Generally speaking, the heat resistance of a protein has little to do with the stability of its primary structure (the stability of the peptide bond). It is more that the protein aggregates and precipitates when the hydrophobic part of the higher structure is destroyed at high temperature and exposed. For example, an egg, even if it is made into frangipani soup, if it is dissolved in SDS loading buffer, most of the protein will still retain the stability of the primary structure.

However, the above statement is not absolute. For example, when boiling soup, as long as the time is in place, the soup can become delicious. This is actually the hydrolysis of protein polypeptide chains, releasing amino acids and some small molecules to make the taste delicious. In other words, as long as the soup or heating time is sufficient, the peptide chain of the protein will eventually be broken, and the higher the temperature, the faster the degradation.

Protein buffer composition and function

In order to improve the stability of the protein, many ingredients are added to the protein buffer, such as Tris-HCl (Trishydroxymethylaminomethane hydrochloride) or Tris glycine, and EDTA salt (Ethylenediaminetetraacetic acid disodium), and SDS is also required. , DTT (Dithiothreitol) and so on. As a reducing agent, DTT can protect the peptide bonds of proteins. Generally, peptide bonds are more stable than disulfide bonds. Without reducing agents, boiling samples at 50 degrees, 80 degrees, and 100 degrees for 5 minutes can cause some of the disulfide bonds to open. The higher the opening, the more. It can be seen that in the non-reducing loading buffer at 100 degrees, the disulfide bond opens slowly, and the peptide bond breaks more slowly.

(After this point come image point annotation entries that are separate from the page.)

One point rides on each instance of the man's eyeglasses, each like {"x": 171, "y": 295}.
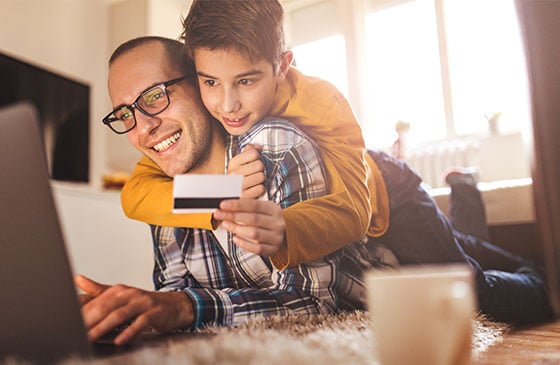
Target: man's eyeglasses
{"x": 151, "y": 102}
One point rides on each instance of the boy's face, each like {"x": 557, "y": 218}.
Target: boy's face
{"x": 179, "y": 138}
{"x": 237, "y": 92}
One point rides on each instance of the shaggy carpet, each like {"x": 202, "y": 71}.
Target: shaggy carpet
{"x": 345, "y": 338}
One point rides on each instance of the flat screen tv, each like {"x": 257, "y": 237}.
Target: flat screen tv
{"x": 63, "y": 106}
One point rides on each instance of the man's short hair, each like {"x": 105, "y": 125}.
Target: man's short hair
{"x": 175, "y": 51}
{"x": 254, "y": 28}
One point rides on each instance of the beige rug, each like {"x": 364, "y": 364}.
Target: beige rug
{"x": 318, "y": 340}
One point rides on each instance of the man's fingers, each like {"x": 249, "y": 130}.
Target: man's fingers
{"x": 89, "y": 286}
{"x": 249, "y": 206}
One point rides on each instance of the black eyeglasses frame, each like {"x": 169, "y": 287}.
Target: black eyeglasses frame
{"x": 109, "y": 118}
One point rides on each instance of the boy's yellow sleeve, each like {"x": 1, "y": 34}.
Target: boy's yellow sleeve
{"x": 320, "y": 226}
{"x": 148, "y": 196}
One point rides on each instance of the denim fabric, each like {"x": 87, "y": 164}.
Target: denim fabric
{"x": 419, "y": 233}
{"x": 466, "y": 209}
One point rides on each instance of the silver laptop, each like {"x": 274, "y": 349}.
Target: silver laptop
{"x": 39, "y": 310}
{"x": 540, "y": 26}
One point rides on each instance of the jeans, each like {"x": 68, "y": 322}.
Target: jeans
{"x": 509, "y": 288}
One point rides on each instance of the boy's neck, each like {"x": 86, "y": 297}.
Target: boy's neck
{"x": 215, "y": 160}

If the reducing agent added in the buffer is too poor, re-crosslinking between the reducing agent and the protein will occur, that is, the oligomerized reducing agent and the sulfhydryl group on the protein will be cross-linked again. At this time, the cross-linking is non-specific Yes, the band will become slushy. Therefore, TCEP is used as a reducing agent in enzymes or demanding protein buffers.

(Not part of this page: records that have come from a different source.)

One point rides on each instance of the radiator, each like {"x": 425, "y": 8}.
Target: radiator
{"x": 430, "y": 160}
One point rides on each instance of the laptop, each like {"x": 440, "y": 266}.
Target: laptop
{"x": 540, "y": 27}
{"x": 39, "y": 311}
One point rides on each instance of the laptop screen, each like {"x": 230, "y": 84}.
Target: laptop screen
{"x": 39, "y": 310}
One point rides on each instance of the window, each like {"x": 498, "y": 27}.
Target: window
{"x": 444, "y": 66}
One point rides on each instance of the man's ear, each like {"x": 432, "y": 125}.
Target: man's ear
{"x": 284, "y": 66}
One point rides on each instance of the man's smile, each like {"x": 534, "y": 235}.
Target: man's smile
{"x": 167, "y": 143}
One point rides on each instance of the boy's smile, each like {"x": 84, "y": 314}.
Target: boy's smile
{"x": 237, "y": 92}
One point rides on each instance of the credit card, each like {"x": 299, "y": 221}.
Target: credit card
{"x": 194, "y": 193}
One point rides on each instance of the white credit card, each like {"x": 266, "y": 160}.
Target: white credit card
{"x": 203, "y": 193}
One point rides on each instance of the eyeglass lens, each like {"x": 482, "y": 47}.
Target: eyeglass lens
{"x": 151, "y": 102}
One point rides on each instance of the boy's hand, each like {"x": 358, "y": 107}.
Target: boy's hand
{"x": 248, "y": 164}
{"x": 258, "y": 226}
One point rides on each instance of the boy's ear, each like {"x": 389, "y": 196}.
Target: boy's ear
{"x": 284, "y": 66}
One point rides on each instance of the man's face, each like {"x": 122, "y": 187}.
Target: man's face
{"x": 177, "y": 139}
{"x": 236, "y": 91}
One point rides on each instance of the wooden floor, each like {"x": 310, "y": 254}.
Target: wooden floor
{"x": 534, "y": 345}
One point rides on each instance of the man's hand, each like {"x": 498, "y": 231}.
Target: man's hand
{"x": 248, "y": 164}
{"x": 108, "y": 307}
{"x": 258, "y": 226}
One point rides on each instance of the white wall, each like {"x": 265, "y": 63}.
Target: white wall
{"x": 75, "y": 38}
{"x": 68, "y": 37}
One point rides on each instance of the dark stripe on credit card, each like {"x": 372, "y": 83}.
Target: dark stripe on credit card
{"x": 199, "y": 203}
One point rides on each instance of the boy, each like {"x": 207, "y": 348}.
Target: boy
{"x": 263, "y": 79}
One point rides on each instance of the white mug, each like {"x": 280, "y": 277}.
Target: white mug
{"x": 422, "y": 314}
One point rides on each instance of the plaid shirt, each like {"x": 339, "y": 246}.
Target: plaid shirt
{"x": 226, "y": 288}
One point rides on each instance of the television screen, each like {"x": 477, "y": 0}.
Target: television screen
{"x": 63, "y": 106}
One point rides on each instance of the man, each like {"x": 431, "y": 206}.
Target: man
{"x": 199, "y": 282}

When Tris glycine is used as the buffer, some laboratories will reuse the glycine running buffer, but it is not necessary. Generally, the quality of glycine used in electrophoresis is not good enough, and there are too many impurities. There is a problem when it is compressed in the upper end of the electrophoresis gel. When entering the separation gel, the ion pair will be imbalanced and the diffusion will be severe.

In many laboratories, SDS electrophoresis samples are boiled at 100 degrees for 3-5 minutes. Heating has little effect on protein peptide bonds, but the pH of Tris is affected by temperature. Desheng is a manufacturer of biological buffers and can provide high-quality Tris, MOPS and other buffer raw materials.